André Lucena/RedeTV!
Foto antiga mostra Gabriel Jesus defendendo o Pequeninos do Meio Ambiente, cujo uniforme é verde e branco (Foto: Arquivo pessoal)

Considerada a maior joia das categorias de base do Palmeiras nos últimos anos, o atacante Gabriel Jesus tinha um apelido um tanto quanto curioso na infância: 'Gabriel Tetinha'. "Todo mundo o chamava assim e ele gostava. Ele sempre dizia que o jogo ia ser teta, tetinha (fácil). Aí pegou. Se eu for no estádio e chamar o Gabriel assim, ele vai virar e dar atenção", afirmou José Francisco Mamede, primeiro treinador do jogador de 18 anos.
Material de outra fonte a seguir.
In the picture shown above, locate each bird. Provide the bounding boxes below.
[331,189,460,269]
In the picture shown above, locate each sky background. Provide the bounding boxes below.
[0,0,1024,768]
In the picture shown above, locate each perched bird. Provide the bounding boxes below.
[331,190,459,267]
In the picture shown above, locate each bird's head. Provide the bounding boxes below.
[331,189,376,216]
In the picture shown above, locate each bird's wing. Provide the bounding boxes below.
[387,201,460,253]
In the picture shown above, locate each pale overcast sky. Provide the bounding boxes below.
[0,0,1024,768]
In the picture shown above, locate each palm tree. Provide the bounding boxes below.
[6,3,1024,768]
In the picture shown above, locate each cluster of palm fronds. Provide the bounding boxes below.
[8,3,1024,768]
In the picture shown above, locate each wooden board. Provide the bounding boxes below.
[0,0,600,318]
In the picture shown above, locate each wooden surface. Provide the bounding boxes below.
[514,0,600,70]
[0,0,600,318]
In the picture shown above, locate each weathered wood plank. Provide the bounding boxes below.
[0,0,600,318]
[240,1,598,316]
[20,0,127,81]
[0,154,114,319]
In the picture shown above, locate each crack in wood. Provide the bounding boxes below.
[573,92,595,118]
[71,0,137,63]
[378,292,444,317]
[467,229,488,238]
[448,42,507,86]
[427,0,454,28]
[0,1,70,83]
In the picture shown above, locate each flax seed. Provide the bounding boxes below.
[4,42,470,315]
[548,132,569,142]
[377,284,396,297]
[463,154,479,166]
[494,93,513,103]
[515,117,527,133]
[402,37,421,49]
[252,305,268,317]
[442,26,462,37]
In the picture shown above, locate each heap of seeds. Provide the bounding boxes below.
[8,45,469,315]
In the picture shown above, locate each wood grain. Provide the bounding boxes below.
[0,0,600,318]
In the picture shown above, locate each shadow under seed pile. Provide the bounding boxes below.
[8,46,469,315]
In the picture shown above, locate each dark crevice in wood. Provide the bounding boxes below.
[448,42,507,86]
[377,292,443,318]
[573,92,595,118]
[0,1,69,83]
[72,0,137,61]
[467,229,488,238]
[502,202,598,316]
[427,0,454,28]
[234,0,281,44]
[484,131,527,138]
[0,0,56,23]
Gabriel chegou ao Pequeninos do Meio Ambiente em 2005, aos 8 anos. A equipe treina e joga em um campo localizado dentro do terreno do Presídio Militar Romão Gomes, no bairro do Tremembé, zona norte de São Paulo. "O time é totalmente voluntário. Nunca cobramos nada das crianças. Cedemos uniforme e oferecemos todos os sábados lanches para eles. São 200 pães, 200 fatias de mortadela e algumas garrafas PET", conta Mamede, que também é diretor e fundador da agremiação que antes atuava no Horto Florestal.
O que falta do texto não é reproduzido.